You now only have about 3 minutes after the fire alarm goes off, to get out of your home safely. That time has dramatically dropped over the years — it used to be 17 minutes.
These large open boxes were set up for the I-Team by the Alsip Fire Department. The one on the right is full of older or antique furniture, made of cotton, wool and down.
The room on the left is a typical a home with newer, synthetic furniture made with chemicals like polyurethane and hydro-carbons.
Firefighters and other safety experts lit both rooms at the same time using a candle. In just one minute and thirty seconds, flames raged through the newer furnishings in what firefighters call a “flashover.”
The old furniture burned slowly. It takes more than 13 minutes to “flashover.”
“The products now-a-days are all synthetic,” says Thomas Styczynski, Fire Chief Village of Alsip. “They are hydrocarbons, a solid form of gasoline if you will. They will ignite quicker, they give off different gasses. Besides carbon monoxide, they give off cyanide gases, all those which are toxic to humans.”
And it’s not just furniture causing faster fires. Research at Underwriter Laboratories in Northbrook has shown that the modern construction materials can put you at a higher risk.
“Lightweight construction uses laminated beams and trusses and under normal circumstances these are great,” says contractor and TV show host Ron Hazelton. “But in fire they collapse much sooner than conventional wood.”
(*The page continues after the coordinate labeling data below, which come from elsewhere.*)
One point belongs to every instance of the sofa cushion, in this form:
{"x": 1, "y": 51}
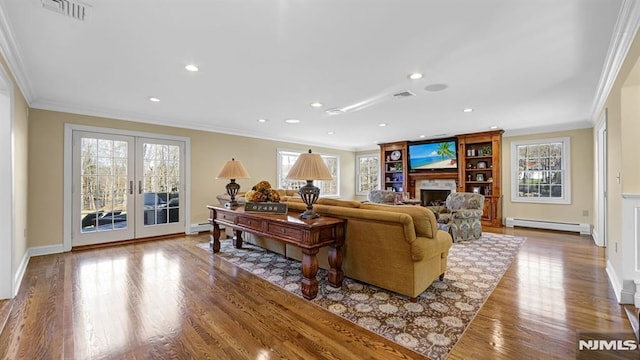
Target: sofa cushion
{"x": 423, "y": 219}
{"x": 337, "y": 202}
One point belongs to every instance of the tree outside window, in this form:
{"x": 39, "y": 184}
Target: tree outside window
{"x": 541, "y": 171}
{"x": 367, "y": 173}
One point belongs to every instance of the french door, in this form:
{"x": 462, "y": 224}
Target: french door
{"x": 125, "y": 187}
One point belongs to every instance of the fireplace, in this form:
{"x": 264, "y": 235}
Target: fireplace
{"x": 430, "y": 197}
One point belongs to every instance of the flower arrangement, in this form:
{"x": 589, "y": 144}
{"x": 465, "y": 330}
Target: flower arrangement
{"x": 262, "y": 192}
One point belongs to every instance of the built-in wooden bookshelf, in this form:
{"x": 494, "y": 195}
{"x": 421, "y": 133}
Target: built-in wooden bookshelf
{"x": 393, "y": 158}
{"x": 479, "y": 170}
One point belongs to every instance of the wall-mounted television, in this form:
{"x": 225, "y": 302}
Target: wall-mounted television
{"x": 433, "y": 155}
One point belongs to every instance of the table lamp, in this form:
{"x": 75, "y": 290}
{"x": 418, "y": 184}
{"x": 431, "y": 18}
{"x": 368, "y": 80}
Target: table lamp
{"x": 309, "y": 167}
{"x": 233, "y": 170}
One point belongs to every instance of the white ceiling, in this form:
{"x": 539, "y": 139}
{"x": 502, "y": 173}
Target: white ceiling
{"x": 520, "y": 64}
Hazelton showed the I-Team two examples. The bigger piece of wood is solid and used in older construction. The other is many pieces of wood compressed together, with glue, found in newer homes.
“What happens with solid wood is it begins to burn from the outside in, so the outside may char but the interior of it the structural integrity is there so it tends to fail slowly and you know when it is going to go,” Hazleton says. “This burns hotter and more quickly, and when it fails, it fails almost instantaneously.”
In north suburban Winnetka, the Hunken family is rebuilding their home which was constructed in 1906. A toaster fire stuck in the “on” position started the blaze.
“If this was a new house it would have collapsed in and there would be nothing left,” says Scott Hunken.
“The smell that was in the house wasn’t a campfire smell; it was a chemical plastic smell. Things were sticky,” says Noelle Hunken.
The only piece of furniture that was salvaged was this antique armoire.
But most people aren’t going to buy all vintage furniture. Some residents are paying 2 percent more on new construction to install sprinklers. It’s even more expensive to retrofit them in existing homes, but you can also be eligible for an insurance discount.
“You might be a little wet from the fire but you are out, not burned,” says Thomas Lia of the Northern Illinois Fire Sprinkler Advisory Board
Don’t want the extra cost? You can also change batteries every six months in working smoke detectors , organize furnishings so there is space and limit how many items you have, especially in smaller rooms
Firefighters also say you can keep doors closed as much as possible in your home. That will keep a fire from spreading quickly from room to room.
More than 90 communities in Illinois require sprinklers in new construction single family homes and townhomes, but that’s not an option for most people so you need to be vigilant.
Check smoke detectors and make sure wiring, furnaces and appliances are working properly.